Synagogue in Thornhill, Ontario, Canada

Beth Avraham Yoseph of Toronto (ק״ק בית אברהם יוסף), also known as the BAYT, is a Modern Orthodox synagogue in the Toronto suburb of Thornhill, Ontario, and is one of the largest Orthodox synagogues in North America. The synagogue attracts Jews from a variety of religious backgrounds with what it calls the "warmth of Torah tradition". It also serves as a social hall for many social events in the Toronto Jewish community.

==History==
The idea of BAYT was conceived by Joseph Tanenbaum, who had performed philanthropy elsewhere and wanted to do something for his home town. He set out to create an Orthodox synagogue that acted as the spiritual centre of the community, and which would attract observant Jews and others searching for meaning in their lives.

Tanenbaum approached Rabbi Baruch Taub, a prominent alumnus of Yeshivas Ner Yisroel in Baltimore, who grew up in Toronto, then national director of NCSY in New York, to be the rabbi. By the mid 1980s, the community had reached over 200 families, and has now grown to over 800. The synagogue's former chazzan, Rabbi Manny Klein, developed the first youth programs. The synagogue's current building was dedicated in 1988.

At the end of August 2006, the Bayt hired an assistant rabbi, Rabbi Chaim Y. Ackerman, an alumnus of Yeshivas Chofetz Chaim in Queens, New York, to spearhead new, innovative projects for the synagogue's youth and young families. In mid-August 2009 Rabbi Ackerman took another position as a pulpit rabbi in Columbus, Ohio. Currently, Rabbi Shmuel Lesher is the assistant rabbi. Currently the Youth Directors are Rabbi Josh and Laura Stein

In October 2007, the synagogue became the home of a newly founded kollel, named Kollel Ohr Yosef, named after Tannenbaum.

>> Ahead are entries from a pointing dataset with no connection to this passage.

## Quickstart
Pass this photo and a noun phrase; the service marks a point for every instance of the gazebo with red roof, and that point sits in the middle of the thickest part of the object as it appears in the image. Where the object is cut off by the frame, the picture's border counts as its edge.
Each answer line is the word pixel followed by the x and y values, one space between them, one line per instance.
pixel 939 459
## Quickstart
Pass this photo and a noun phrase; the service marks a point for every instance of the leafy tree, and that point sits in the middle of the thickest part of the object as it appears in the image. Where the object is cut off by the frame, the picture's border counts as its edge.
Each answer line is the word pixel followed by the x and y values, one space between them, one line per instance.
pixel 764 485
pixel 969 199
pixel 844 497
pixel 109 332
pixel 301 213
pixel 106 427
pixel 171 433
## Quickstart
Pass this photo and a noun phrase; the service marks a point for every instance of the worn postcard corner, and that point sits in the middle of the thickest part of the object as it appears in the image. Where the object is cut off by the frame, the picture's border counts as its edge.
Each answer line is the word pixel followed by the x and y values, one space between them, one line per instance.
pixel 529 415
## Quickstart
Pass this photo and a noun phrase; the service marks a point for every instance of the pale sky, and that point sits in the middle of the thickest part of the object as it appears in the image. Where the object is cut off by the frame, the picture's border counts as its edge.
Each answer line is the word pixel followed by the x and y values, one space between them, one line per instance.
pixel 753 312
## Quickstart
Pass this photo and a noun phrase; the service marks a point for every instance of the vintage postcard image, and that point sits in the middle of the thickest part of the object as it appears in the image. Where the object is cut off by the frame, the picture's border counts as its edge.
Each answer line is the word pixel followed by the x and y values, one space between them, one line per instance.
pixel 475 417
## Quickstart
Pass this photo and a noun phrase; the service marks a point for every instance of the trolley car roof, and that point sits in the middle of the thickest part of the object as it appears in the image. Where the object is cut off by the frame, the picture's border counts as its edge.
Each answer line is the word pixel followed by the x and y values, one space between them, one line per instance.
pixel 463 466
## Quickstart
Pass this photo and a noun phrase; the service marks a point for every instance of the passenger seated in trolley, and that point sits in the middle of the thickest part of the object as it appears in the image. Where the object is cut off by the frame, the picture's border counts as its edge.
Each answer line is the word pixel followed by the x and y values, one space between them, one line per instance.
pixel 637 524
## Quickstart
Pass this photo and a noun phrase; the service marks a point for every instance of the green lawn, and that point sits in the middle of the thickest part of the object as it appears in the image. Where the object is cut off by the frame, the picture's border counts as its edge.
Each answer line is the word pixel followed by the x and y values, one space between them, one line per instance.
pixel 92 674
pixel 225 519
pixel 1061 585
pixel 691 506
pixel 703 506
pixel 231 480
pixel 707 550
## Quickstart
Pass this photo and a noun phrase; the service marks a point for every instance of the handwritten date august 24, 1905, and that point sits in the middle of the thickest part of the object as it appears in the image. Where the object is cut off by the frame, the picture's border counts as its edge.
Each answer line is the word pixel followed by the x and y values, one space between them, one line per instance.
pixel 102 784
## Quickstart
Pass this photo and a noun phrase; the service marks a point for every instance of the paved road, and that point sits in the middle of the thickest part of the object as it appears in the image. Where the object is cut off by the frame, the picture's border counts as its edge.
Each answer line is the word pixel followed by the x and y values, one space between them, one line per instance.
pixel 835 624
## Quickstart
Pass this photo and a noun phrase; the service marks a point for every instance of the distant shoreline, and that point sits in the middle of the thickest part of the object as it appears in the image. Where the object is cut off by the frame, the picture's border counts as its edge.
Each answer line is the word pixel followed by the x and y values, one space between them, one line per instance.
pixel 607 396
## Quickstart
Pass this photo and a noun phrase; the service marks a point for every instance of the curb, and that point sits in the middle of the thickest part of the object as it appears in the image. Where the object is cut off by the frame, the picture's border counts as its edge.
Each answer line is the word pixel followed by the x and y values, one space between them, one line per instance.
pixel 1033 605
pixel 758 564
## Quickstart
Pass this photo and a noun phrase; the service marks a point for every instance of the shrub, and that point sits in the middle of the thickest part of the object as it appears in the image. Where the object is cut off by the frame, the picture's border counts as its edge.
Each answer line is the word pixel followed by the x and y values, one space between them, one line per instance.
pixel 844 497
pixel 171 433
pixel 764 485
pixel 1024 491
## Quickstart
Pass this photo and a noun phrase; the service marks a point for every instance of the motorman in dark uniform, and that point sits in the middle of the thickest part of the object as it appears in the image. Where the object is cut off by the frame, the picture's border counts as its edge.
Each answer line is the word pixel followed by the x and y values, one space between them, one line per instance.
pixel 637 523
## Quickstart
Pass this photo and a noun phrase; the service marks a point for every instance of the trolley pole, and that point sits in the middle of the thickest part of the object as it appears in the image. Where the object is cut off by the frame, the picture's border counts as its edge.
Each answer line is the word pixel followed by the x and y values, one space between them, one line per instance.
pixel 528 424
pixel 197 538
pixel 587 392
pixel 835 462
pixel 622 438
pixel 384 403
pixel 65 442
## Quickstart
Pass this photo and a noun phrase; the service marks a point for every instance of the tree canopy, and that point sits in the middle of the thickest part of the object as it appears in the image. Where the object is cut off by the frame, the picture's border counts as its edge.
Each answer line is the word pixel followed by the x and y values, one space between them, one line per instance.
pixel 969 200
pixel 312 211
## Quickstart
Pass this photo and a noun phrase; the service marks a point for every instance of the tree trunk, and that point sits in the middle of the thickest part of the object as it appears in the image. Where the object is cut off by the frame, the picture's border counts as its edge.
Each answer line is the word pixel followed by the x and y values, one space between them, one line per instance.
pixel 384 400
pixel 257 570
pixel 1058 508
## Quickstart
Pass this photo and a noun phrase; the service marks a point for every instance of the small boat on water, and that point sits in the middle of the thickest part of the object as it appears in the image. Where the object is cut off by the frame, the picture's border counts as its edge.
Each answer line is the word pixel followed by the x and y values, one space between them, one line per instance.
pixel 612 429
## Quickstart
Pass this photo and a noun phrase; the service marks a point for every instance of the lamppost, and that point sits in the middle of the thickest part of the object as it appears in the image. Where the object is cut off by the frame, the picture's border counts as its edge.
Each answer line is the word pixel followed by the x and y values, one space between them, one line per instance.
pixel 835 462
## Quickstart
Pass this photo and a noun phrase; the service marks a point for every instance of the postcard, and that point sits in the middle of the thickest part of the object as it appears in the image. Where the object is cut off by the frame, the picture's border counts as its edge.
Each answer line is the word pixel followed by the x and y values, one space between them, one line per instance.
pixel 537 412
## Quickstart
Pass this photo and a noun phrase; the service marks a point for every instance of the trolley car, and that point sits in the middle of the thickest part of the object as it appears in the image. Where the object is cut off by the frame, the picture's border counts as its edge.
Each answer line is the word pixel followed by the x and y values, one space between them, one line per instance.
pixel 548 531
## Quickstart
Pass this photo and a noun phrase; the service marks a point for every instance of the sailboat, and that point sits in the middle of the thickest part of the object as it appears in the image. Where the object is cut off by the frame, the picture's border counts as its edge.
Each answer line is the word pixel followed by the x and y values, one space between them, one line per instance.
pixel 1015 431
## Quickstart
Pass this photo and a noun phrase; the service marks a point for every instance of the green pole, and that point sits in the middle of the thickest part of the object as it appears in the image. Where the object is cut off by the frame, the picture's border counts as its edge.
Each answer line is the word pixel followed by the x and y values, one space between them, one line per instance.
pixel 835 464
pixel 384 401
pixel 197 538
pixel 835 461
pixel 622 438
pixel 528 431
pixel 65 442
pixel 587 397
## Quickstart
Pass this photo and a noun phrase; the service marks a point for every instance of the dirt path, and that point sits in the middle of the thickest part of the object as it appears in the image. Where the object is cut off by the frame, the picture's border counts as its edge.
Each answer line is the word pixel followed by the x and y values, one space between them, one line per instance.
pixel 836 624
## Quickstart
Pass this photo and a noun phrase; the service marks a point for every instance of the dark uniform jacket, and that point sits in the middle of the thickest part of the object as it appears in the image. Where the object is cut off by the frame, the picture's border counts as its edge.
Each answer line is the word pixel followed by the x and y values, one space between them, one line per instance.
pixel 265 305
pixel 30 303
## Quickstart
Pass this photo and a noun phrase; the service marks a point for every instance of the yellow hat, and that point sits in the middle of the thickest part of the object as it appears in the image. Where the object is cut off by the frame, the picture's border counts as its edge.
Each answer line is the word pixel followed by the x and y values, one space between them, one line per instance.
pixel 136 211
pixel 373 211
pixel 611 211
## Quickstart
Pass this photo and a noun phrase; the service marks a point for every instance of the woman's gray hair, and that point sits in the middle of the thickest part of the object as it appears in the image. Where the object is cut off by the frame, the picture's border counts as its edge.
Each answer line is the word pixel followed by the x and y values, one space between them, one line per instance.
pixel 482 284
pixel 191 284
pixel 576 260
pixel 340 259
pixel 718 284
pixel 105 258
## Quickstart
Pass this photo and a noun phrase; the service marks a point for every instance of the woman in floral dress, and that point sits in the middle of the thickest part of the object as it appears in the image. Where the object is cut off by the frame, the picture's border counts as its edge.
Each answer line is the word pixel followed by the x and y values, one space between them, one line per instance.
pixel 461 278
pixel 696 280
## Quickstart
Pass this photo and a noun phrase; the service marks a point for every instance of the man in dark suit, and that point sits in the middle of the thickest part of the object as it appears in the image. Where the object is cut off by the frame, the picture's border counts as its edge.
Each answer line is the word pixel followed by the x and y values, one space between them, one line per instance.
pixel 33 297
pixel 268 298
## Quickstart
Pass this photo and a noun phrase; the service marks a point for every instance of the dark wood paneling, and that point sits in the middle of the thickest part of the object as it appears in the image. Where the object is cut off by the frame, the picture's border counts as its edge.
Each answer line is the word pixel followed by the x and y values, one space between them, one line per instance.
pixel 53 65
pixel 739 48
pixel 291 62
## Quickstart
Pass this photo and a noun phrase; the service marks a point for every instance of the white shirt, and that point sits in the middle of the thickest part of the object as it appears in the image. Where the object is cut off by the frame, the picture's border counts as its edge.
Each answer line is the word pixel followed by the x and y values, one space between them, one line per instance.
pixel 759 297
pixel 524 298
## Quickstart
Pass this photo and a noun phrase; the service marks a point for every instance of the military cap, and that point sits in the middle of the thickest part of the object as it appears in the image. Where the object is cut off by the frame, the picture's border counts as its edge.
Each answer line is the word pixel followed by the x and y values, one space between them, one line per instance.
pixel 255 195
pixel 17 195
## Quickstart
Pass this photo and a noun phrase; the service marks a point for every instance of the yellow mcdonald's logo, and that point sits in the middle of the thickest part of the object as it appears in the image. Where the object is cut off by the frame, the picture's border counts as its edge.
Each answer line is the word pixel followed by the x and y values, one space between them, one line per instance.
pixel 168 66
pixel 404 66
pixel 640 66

In January 2010, Rabbi Taub announced his plans for retirement to Israel. In January 2011, Rabbi Taub was given the honorary designation Rabbi Emeritus by the synagogue's board, and he left to Israel as scheduled. Rabbi Asher Vale functioned as the interim Rabbi, until August 20, 2011 when Rabbi Daniel Korobkin assumed his post.